Au Conseil des arts et des lettres du Québec, on confirme que l’ensemble des bourses a été analysé par un jury composé en général de moins d’un cinquième de membres issus de la diversité (18 %). Du côté des centres d’artistes, certains énoncent la difficulté de diversifier activement leurs comités et mettent plusieurs efforts de l’avant. Ces actions s’effectuent sur le temps et en continu, mais ne donnent pas toujours les résultats escomptés dans l’immédiat, selon Emmanuelle Choquette, directrice générale d’Arprim, dont le centre consulte COCo et Diversité Artistique Montréal depuis le printemps 2020. Du côté d’articule, on mentionne que l’équipe a défini des activités et des initiatives sans fin qui visent un apprentissage organisationnel. Le projet a été entamé dès 2011, menant à une succession de changements afin de rendre le centre plus inclusif. Faisant suite à son intervention à radio atelier au printemps dernier, Mojeanne Behzadi, d’Art Speaks, mentionne que malgré l’essor des mouvements antiracistes revigorés à l’été 2020, nous n’assistons pas encore à un changement structurel vis-à-vis les multiples revendications d’inclusions. Conscient des inégalités persistant dans la communauté artistique, le groupe de recherches ethnoculturelles en histoire de l’art (EAHR Concordia), dirigé par Alice Ming Wai Jim, ajoute à cela l’impact de la COVID-19 : en réponse, il propose un projet numérique intitulé HEAR US NOW! afin d’offrir une plateforme aux artistes et commissaires issus de minorités visibles sous-représentées dans les institutions.

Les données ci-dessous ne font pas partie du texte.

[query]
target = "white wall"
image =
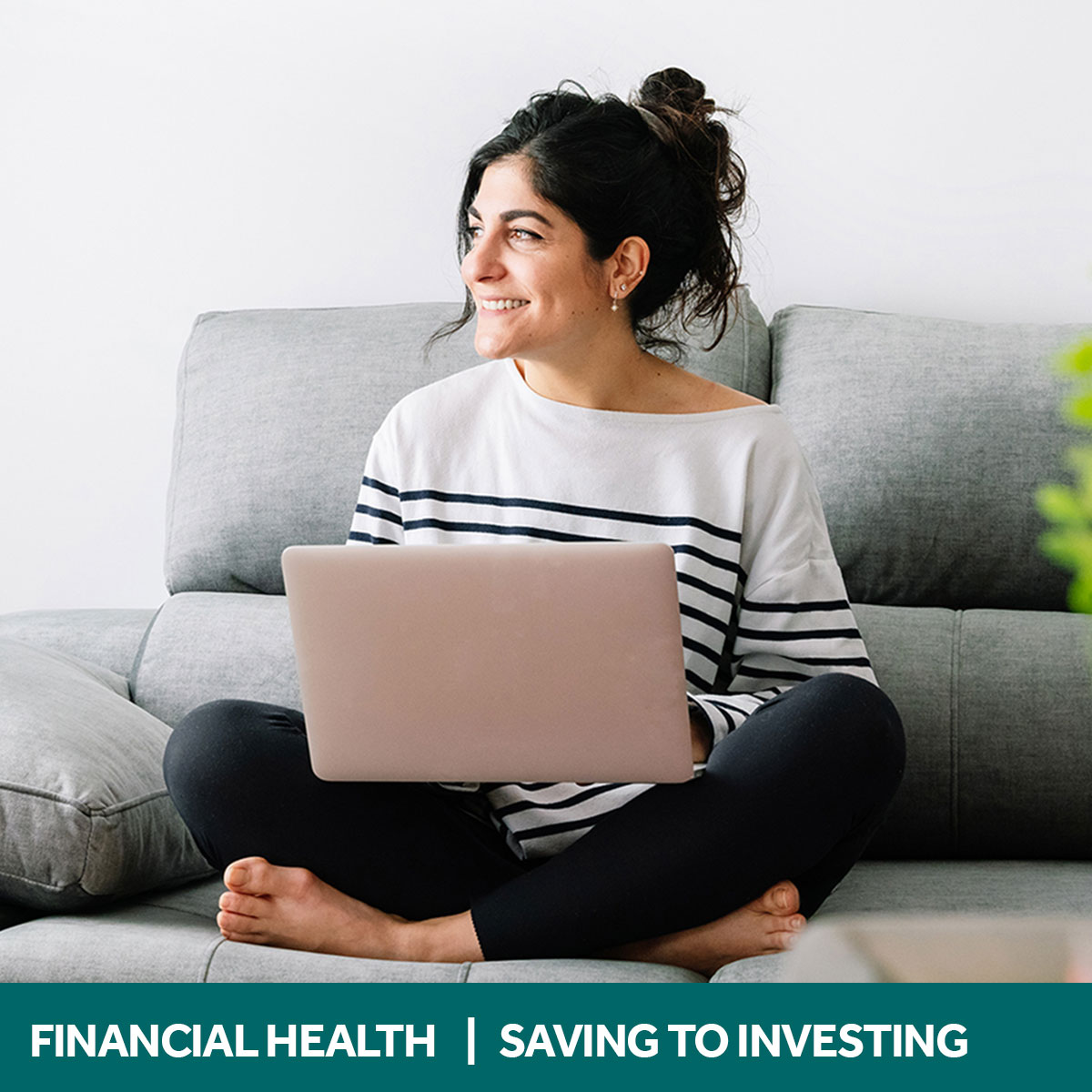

Au Conseil des arts du Manitoba, on profite de l’occasion du virage au numérique pour faire appel à des évaluateurs situés à l’extérieur du Manitoba. Le Conseil a regroupé une équipe entièrement composée de personnes issues de la diversité pour évaluer un programme qui n’est pas nécessairement consacré exclusivement aux minorités visibles. Un virage au numérique du jugement des pairs permet, au-delà des quotas imposés, moins de redondance dans le bassin des jurés et ouvrirait la porte à plus d’opportunités de participation pour les personnes de la diversité. Ce modèle pourrait aussi être appliqué à la programmation des centres d’artistes et aux bourses de création au Québec.
Au-delà des malaises, on se contente parfois de pointer furtivement des noms pour prouver « l’équité », puis on renchérit avec des « tu vois ! ». J’acquiesce toujours d’un sourire en coin en assistant à cette valse empreinte d’insécurités mutuelles que l’on projette ensuite vers notre interlocuteur pour l’occulter – telle une blessure qu’on n’ose regarder, de peur d’apercevoir l’ampleur de la plaie. Ce travail de décloisonnement des systèmes de pouvoirs inéquitables vis-à-vis la diversité est en chantier depuis fort longtemps, et doit aussi prendre en compte les systèmes décisionnels. En mon sens, la force du milieu des arts québécois résidera dans son aspect communautaire, au-delà du simple mercantilisme identitaire – auquel j’ose ajouter cette envolée lyrique – que prônent les scions du marché de l’art.